Forgiveness by Tess Bates


Forgiveness.

It's a new concept to me this year. I have been a christian all my life, but I don't think I've fully realized the value and necessity of forgiveness.

I made a few mistakes last year, and paid for it this year. However, the people that were punishing me didn't treat me fairly. Like any person who has been hurt in some manner, I quietly hid the pain away in my sub-conscience. I told myself I had been wronged and the people didn't deserve my forgiveness. They didn't deserve to be treated like decent human beings, because to me, they weren't. I tried not to play the victim, and I tried to be civil. But something started to eat at me. It was a big fat grudge that I was carrying for my situation.

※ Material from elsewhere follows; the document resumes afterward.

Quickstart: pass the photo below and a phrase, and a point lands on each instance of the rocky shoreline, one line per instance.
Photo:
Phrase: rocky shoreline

I didn't understand how I was supposed to forgive. I couldn't bring myself to forgive someone for choices that they made that effected me, much less forget what had happened. Jesus calls us to forgive, but I kept telling him that I couldn't forgive because my situation was never resolved. But Jesus calls us to forgive anyways. I decided to step out in faith and tell the people that had hurt me that I would forgive them....eventually. The simple act of telling someone that you don't have the capacity to forgive them at a specific moment in time is momentous. I suppose it requires a real maturity.

Forgiveness doesn't have to be a ceremonial occasion that leaves you with warm butterflies in the end. Forgiveness is one of the toughest things one can choose to do, but it turns out to be the most fruitful. You don't have to be in the “perfect” place to forgive someone. You don't have to have a situation resolved. You have to let go, and let God.

I allowed God to work by simply telling someone that I would forgive them.

Forgiveness is not quickly slapping a bandaid on an unfinished conversation. It is recognizing that even when people wrong us in this life, that we have to give them grace. We have to have the understanding that we will be wronged in this life, and we will also wrong others. But we cannot lord that over people, or hold onto those memories forever. Forgiveness is moving on.